The advice provided by the ACCM is an important element in the undertaking of the regulatory functions of the TGA. However, it forms only part of the information that is available to, for instance, a TGA delegate making a regulatory decision under the Therapeutic Goods Act 1989. While appropriate consideration will be given to such advice, neither the TGA nor a TGA delegate is obliged to follow it.
It should also be noted that information about advice provided by the committee may not become publicly available for some time after a committee has provided that advice.
The purpose of this Meeting Statement is to describe in general terms the matters considered by the committee at each meeting and to make this information available as soon as reasonably practical after the relevant meeting.
Overview of the therapeutic goods referred for advice
At ACCM 11, the committee's advice was sought on two applications before the TGA: the first being a new substance for use in listed medicines (specifically the suitability of the substance for use as an active ingredient); and the second, registration of a new medicine (specifically on quality aspects of the proposed medicine, the adequacy of the information appearing on the medicine's label and its package insert and aspects of the Consumer Medicines Information).

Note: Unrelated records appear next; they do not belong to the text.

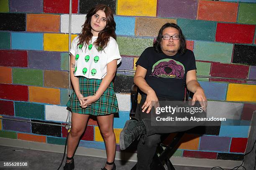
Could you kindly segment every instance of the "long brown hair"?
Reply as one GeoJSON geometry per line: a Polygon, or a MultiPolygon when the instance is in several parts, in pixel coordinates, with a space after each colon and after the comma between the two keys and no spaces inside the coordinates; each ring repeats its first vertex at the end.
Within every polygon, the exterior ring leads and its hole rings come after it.
{"type": "Polygon", "coordinates": [[[91,9],[86,15],[86,20],[84,25],[82,25],[82,31],[79,35],[79,42],[77,45],[84,44],[85,48],[87,48],[89,42],[92,40],[92,33],[91,32],[91,19],[92,16],[95,14],[99,10],[104,12],[107,19],[106,27],[102,31],[99,32],[98,38],[94,42],[94,45],[99,51],[101,51],[107,46],[109,41],[110,37],[112,37],[116,40],[115,30],[115,22],[114,20],[113,12],[110,8],[105,5],[97,5],[95,7],[91,9]]]}

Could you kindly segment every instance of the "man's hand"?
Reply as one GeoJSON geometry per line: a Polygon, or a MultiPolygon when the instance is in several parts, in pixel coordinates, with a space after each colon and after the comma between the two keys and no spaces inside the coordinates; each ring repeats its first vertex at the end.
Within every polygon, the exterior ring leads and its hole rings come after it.
{"type": "Polygon", "coordinates": [[[159,107],[159,105],[158,98],[154,90],[149,91],[147,93],[146,100],[141,107],[142,112],[145,112],[147,108],[148,108],[146,112],[148,113],[151,110],[152,106],[154,106],[156,109],[157,107],[159,107]]]}
{"type": "Polygon", "coordinates": [[[192,105],[194,105],[196,100],[198,100],[201,106],[205,112],[206,111],[207,107],[207,99],[205,97],[204,90],[201,87],[198,87],[197,88],[192,99],[192,105]]]}
{"type": "Polygon", "coordinates": [[[87,106],[89,106],[94,102],[96,102],[99,99],[99,98],[96,96],[89,96],[85,98],[82,98],[80,99],[82,101],[84,101],[84,102],[80,105],[80,106],[82,108],[85,108],[87,106]]]}

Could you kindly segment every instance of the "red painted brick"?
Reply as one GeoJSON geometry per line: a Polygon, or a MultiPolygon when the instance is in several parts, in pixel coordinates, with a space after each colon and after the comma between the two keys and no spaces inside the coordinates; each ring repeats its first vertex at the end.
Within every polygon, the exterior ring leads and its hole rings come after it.
{"type": "Polygon", "coordinates": [[[238,3],[200,0],[198,5],[197,19],[236,22],[238,3]]]}
{"type": "MultiPolygon", "coordinates": [[[[248,72],[248,66],[213,62],[212,64],[210,75],[213,77],[246,79],[248,72]]],[[[210,78],[210,80],[246,82],[245,81],[214,78],[210,78]]]]}
{"type": "MultiPolygon", "coordinates": [[[[72,0],[72,13],[77,13],[78,0],[72,0]]],[[[44,0],[44,13],[64,13],[69,12],[69,0],[44,0]]]]}
{"type": "Polygon", "coordinates": [[[0,84],[0,98],[12,100],[28,101],[28,86],[0,84]]]}
{"type": "Polygon", "coordinates": [[[232,23],[217,23],[216,41],[252,44],[255,25],[232,23]]]}
{"type": "MultiPolygon", "coordinates": [[[[64,125],[64,124],[62,124],[64,125]]],[[[62,137],[67,137],[67,130],[64,127],[62,127],[62,137]]],[[[72,128],[72,127],[71,127],[72,128]]],[[[81,140],[92,141],[94,140],[94,128],[93,126],[87,126],[85,132],[82,135],[81,140]]]]}
{"type": "Polygon", "coordinates": [[[245,103],[243,108],[243,112],[241,116],[241,120],[251,120],[253,112],[256,110],[256,105],[245,103]]]}
{"type": "Polygon", "coordinates": [[[194,50],[194,41],[186,40],[186,46],[187,49],[193,51],[194,50]]]}
{"type": "Polygon", "coordinates": [[[0,56],[3,56],[5,58],[5,60],[0,60],[0,65],[6,67],[28,67],[27,51],[1,50],[0,56]]]}
{"type": "Polygon", "coordinates": [[[247,138],[233,138],[230,146],[230,152],[244,153],[248,140],[247,138]]]}
{"type": "Polygon", "coordinates": [[[0,114],[14,115],[14,107],[12,101],[0,100],[0,114]]]}
{"type": "Polygon", "coordinates": [[[194,158],[195,158],[217,159],[217,152],[211,152],[192,151],[184,150],[183,157],[194,158]]]}

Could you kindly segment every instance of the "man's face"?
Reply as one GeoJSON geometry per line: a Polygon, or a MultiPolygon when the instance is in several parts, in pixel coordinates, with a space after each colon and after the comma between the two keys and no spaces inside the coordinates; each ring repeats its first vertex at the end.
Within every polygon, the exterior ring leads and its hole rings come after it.
{"type": "MultiPolygon", "coordinates": [[[[179,35],[179,33],[176,28],[168,27],[163,30],[163,35],[179,35]]],[[[161,45],[163,52],[168,55],[173,55],[178,52],[179,49],[180,39],[174,40],[171,37],[169,40],[164,40],[162,38],[161,45]]]]}

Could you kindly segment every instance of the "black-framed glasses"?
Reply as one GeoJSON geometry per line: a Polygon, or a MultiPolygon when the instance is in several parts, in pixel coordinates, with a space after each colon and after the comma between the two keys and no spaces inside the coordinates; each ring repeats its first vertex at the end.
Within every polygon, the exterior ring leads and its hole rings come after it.
{"type": "Polygon", "coordinates": [[[172,38],[173,40],[179,40],[179,35],[165,35],[162,36],[162,38],[164,39],[164,40],[169,40],[170,38],[172,37],[172,38]]]}

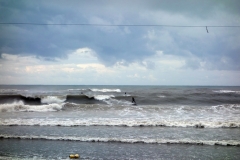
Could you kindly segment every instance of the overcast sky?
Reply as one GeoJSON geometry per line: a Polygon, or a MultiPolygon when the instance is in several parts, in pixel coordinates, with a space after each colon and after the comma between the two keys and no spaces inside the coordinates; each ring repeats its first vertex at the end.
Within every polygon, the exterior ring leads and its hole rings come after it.
{"type": "Polygon", "coordinates": [[[0,0],[0,84],[240,85],[239,0],[0,0]]]}

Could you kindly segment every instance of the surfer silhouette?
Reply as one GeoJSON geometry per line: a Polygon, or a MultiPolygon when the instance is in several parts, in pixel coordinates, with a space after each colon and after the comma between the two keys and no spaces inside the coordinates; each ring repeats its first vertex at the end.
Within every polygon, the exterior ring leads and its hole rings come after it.
{"type": "Polygon", "coordinates": [[[137,104],[136,101],[135,101],[135,99],[134,99],[134,97],[132,97],[132,103],[133,103],[134,105],[137,104]]]}

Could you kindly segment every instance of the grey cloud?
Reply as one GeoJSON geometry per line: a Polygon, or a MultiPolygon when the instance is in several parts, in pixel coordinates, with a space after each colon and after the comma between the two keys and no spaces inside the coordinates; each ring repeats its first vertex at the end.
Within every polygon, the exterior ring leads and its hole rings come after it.
{"type": "MultiPolygon", "coordinates": [[[[161,21],[162,12],[168,15],[187,17],[191,25],[198,23],[234,24],[238,22],[240,11],[237,0],[224,1],[0,1],[1,22],[29,23],[93,23],[103,20],[108,24],[159,24],[174,23],[178,19],[161,21]],[[159,12],[162,11],[162,12],[159,12]],[[152,14],[156,17],[150,17],[152,14]],[[216,21],[217,14],[224,12],[225,19],[216,21]],[[145,15],[142,16],[142,15],[145,15]],[[159,17],[159,18],[158,18],[159,17]],[[235,18],[235,19],[234,19],[235,18]],[[198,22],[200,21],[201,22],[198,22]]],[[[239,23],[239,22],[238,22],[239,23]]],[[[206,61],[207,68],[240,69],[240,41],[238,31],[231,33],[221,29],[205,28],[198,35],[191,35],[199,29],[158,28],[152,27],[158,34],[149,40],[144,35],[149,27],[95,27],[95,26],[29,26],[0,25],[0,54],[35,54],[52,60],[64,58],[69,50],[89,47],[96,51],[106,65],[113,65],[119,60],[127,62],[141,61],[156,50],[164,54],[187,57],[191,53],[201,61],[206,61]],[[184,33],[182,33],[184,31],[184,33]],[[189,32],[188,32],[189,31],[189,32]],[[201,35],[201,36],[199,36],[201,35]],[[231,41],[229,39],[234,39],[231,41]],[[235,44],[235,45],[234,45],[235,44]],[[231,46],[231,45],[234,45],[231,46]],[[223,57],[227,61],[223,62],[223,57]]],[[[230,28],[229,28],[230,29],[230,28]]],[[[201,65],[191,58],[187,67],[199,68],[201,65]]],[[[150,68],[154,66],[147,65],[150,68]]]]}

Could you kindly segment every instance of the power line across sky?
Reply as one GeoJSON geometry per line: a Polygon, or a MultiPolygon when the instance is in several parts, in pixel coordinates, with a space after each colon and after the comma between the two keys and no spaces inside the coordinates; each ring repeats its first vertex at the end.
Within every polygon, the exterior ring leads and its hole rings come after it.
{"type": "Polygon", "coordinates": [[[48,26],[105,26],[105,27],[239,27],[238,25],[162,25],[162,24],[93,24],[93,23],[25,23],[0,22],[0,25],[48,25],[48,26]]]}

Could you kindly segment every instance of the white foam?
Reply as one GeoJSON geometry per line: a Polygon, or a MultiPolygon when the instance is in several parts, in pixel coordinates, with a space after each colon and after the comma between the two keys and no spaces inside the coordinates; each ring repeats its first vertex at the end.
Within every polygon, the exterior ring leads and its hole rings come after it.
{"type": "Polygon", "coordinates": [[[120,89],[90,89],[93,92],[121,92],[120,89]]]}
{"type": "Polygon", "coordinates": [[[159,95],[158,97],[159,97],[159,98],[165,98],[166,96],[163,96],[163,95],[159,95]]]}
{"type": "Polygon", "coordinates": [[[219,90],[219,91],[213,91],[217,93],[238,93],[240,94],[240,91],[232,91],[232,90],[219,90]]]}
{"type": "Polygon", "coordinates": [[[76,136],[17,136],[1,134],[4,139],[33,139],[33,140],[61,140],[61,141],[81,141],[81,142],[118,142],[118,143],[148,143],[148,144],[195,144],[195,145],[222,145],[240,146],[238,140],[191,140],[191,139],[145,139],[145,138],[100,138],[100,137],[76,137],[76,136]]]}
{"type": "Polygon", "coordinates": [[[47,103],[47,104],[51,104],[51,103],[63,103],[66,99],[61,99],[59,97],[56,96],[47,96],[47,97],[43,97],[41,99],[41,103],[47,103]]]}
{"type": "Polygon", "coordinates": [[[0,112],[49,112],[59,111],[64,104],[25,105],[22,101],[0,104],[0,112]]]}
{"type": "Polygon", "coordinates": [[[240,128],[239,121],[167,121],[159,119],[88,118],[88,119],[0,119],[5,126],[126,126],[126,127],[196,127],[196,128],[240,128]]]}
{"type": "Polygon", "coordinates": [[[96,100],[107,100],[110,99],[112,97],[115,97],[114,95],[95,95],[94,98],[96,100]]]}

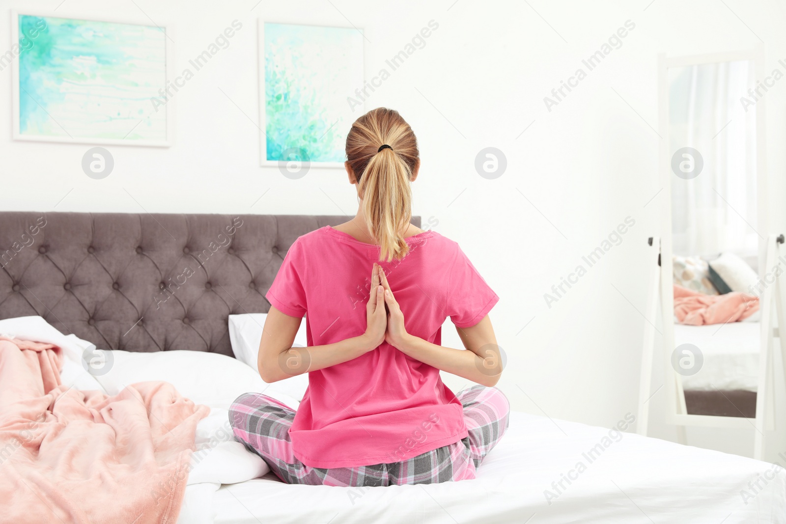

The committee's advice has now been provided to the TGA for consideration as part of the TGA's regulatory decision making process.
Other matters considered
Members were provided with an update on the complementary medicines regulatory reforms. In this context, members noted that the revised document entitled Evidence required to support indications for listed medicines (excluding sunscreens and disinfectants) was publicly available on the TGA's website with a closing date for comment of 22 October 2012.
Members also noted with interest the work being done by the TGA in relation to standard indications for listed complementary medicines, which will include a public consultation process later in the year.
From time to time representatives from other statutory committees and international regulators are invited to attend a TGA statutory advisory committee meeting. In this context, members welcomed the attendance of Dr Antonov from Swissmedic at this meeting.
The next meeting of the ACCM is scheduled for 7 December 2012.
Meeting statements are made publicly available after each meeting.